As has already been established, simplicity requires embracing and understanding complexity. This means that you should KNOW your tools. KNOW how to play guitar, piano, harp, bagpipe, gutbucket, or whichever tool by which you make a joyful noise. If you are going to be using these instruments to worship a God who is bigger than you can understand or imagine, learn to use them in a way that is worthy of Him.
Lyrics are the same thing. Don’t just copy and paste cliché quotes from the Psalms unless you are doing it in a way that is intelligent and purposeful. UNDERSTAND the redemptive undertones within the Scriptures. Apply yourself to UNDERSTAND the deep, complex theology that actually defines your songs. As with the instruments and tunes, you are worshipping a God who squeezed Infinity into a simple man with the purpose of letting Infinity become overcome by mortality. Take the time and effort to write lyrics that actually try to be worthy of Him.

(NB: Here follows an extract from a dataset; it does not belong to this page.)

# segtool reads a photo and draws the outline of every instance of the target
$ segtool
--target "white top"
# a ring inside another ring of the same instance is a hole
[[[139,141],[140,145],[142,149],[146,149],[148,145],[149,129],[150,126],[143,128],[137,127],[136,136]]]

How does this tie into simplicity? As I said before, the postmodern [incorrect] view of simplicity is to make the development of something simple. In the modern Christian songwriting industry, this more or less translates to a sense of laziness. Songs that quote the Psalms and Hymns or that repeat “God, you reign” 60 times over five minutes are simple to write, but they do not require an understanding of musical instruments or the themes in Scripture. Hence, they are not simple, but rather lazy. The sole-guitarist-sitting-on-a-stage-barely-picking-a-guitar-because-he-can’t-play form of worship music does not reflect a drive to worship God with our talents. It is fine for a new Christian or a new instrumentalist, but he had better not stick with that style. He needs to continue pushing himself to further understand his tools and subject matter in order to worship God with the very best of his abilities.
Simplicity is not writing songs that are easy to write. Simplicity is knowing one’s tools and theology well enough that one can use them to communicate their love for God in a manner that is understandable and worthy of His Incredible Glory.